Electronic – NPN BJT base->emitter resistance is effectively zero

amplifierbjt

I've been trying to better understand BJT transistors. In particular I've been trying to understand the inverting amplifier configuration. Wikipedia shows this schematic:

commonemitter

Which shows an input voltage Vin. However my understanding of how a BJT works tells me that there is effectively no resistance between the base and the emitter (is this correct?). This would mean an input from a voltage source would kill the BJT. And that it needs to be current limited like so:

commonemittercurrentlimit

I've written up my understanding in more detail here:

https://41j.com/blog/2014/12/npn-bjt-common-emitter-inverting-amplifier/

And tried to confirm experimentally, that there is no resistance between the base and the emitter. If there is an effective resistance between the base and the emitter, which parameter in the datasheet typically tells me what it is?

Best Answer

Understanding transistors is a bit like peeling an onion- there are many layers. At the simplest large-signal level you can consider the transistor as a current sink that's controlled by the current through the base-emitter junction. The latter behaves like a forward-biased diode. Not much current until you get to some hundreds of mV, and way too much current if you put volts across the junction. As you say, the transistor will conduct excessive current and will be destroyed if you simply connect (say) 5V to the base with emitter grounded. This is in stark contrast to the behavior of a MOSFET.
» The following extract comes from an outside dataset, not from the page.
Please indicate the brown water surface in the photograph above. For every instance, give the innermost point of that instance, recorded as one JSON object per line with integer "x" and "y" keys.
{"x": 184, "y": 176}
At a more sophisticated level of understanding (which is required if you want to predict how most amplifiers work) and for small signals the base-emitter junction behaves like a resistor of Vt/Ib where Vt is the thermal voltage, about 26mV at room temperature. So if your base current is 2.5uA (say the beta is 300 and the transistor is biased with 0.75mA collector current), the base-emitter junction looks like about a 10K resistor for small signals. You can consider the transistor as a (somewhat imperfect because of r0) voltage controlled current source with an input resistance of Vt/Ib. This is the hybrid-\$\pi\$ model. Note that the transconductance gm (and thus the voltage gain in a common emitter configuration) is a function of the collector bias current and temperature and beta does not enter into it at all.

http://en.wikipedia.org/wiki/Hybrid-pi_model

I must emphasize that this model is a linearized model about a bias point and is quite invalid if the (change in) input voltage is large (more than some millivolts). In other words we're talking about relatively small changes on top of a fixed base-emitter voltage of perhaps 600 or 700mV.